The Texas GOP in releasing their 2010 State Republican Party Platform have raised considerable amount of controversy over their ultra-conservative positions on criminalizing gay marriage, regulating school teaching of alternate theories to evolution, banning pornography, and other issues.

Included in the Platform is also an "urging" that the Texas legislature rescind no-fault divorce laws stating "We believe in the sanctity of marriage and that the integrity of this institution should be protected at all levels of government." Not surprisingly, the Texas GOP has joined the Catholic Church here by claiming that no-fault divorce is an attack on the "sanctity of marriage."

The Catholic Church recently claimed that allowing no-fault divorce in New York would raise the divorce rates in New York. Interestingly, the divorce rates in New York, though low compared to all 50 states (ranking 33rd), are still higher than a state like Massachusetts where No-Fault Divorce has been the law for more than thirty years (3.4 per 1000 people per year in New York vs. 2.5 per 1000 people per year in Massachusetts according to StateMaster.com).

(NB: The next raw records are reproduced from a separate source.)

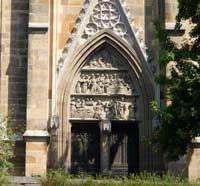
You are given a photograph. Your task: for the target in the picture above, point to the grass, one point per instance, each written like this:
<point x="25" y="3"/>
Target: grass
<point x="59" y="178"/>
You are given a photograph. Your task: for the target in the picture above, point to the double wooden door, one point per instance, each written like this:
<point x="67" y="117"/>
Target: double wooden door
<point x="85" y="143"/>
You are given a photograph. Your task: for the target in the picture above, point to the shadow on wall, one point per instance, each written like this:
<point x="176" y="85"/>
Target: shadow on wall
<point x="17" y="76"/>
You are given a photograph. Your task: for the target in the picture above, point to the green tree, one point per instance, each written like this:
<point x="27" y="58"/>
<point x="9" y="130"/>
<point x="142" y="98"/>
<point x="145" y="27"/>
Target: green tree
<point x="180" y="120"/>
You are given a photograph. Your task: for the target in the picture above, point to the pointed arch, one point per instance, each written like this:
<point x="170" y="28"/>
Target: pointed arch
<point x="67" y="78"/>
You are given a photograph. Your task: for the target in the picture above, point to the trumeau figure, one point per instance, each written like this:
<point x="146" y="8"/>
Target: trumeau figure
<point x="121" y="108"/>
<point x="78" y="87"/>
<point x="99" y="110"/>
<point x="73" y="107"/>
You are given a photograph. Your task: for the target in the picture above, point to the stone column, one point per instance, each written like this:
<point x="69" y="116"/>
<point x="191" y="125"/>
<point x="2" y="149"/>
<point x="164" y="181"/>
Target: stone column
<point x="194" y="160"/>
<point x="105" y="129"/>
<point x="36" y="152"/>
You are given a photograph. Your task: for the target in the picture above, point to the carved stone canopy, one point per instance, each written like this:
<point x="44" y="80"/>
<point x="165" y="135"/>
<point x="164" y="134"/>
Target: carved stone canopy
<point x="104" y="89"/>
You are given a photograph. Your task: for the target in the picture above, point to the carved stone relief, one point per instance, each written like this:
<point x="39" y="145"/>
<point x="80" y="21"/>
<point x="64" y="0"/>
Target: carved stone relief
<point x="101" y="108"/>
<point x="104" y="90"/>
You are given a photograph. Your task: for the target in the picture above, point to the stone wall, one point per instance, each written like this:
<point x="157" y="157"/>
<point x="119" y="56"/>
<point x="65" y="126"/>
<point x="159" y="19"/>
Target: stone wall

The disconnect in this argument stems from the faulty assumption, of both the Texas GOP and the Catholic Church, that making it harder to get divorced and protecting the sanctity of marriage is the same thing. But they are not the same thing. Protecting the sanctity of marriage should be about raising the quality of marriages, about educating people before they get married, and even about saving people from bad marriages. Does forcing a victim of domestic violence to go through a harder process to escape his/her abuser protect the sanctity of marriage or give marriage a bad name?

Making it harder for people to obtain divorces doesn't lower divorce rates, but it does increase domestic violence, crowd courts, and discourage mediation. How do any of these consequences protect the sanctity of marriage?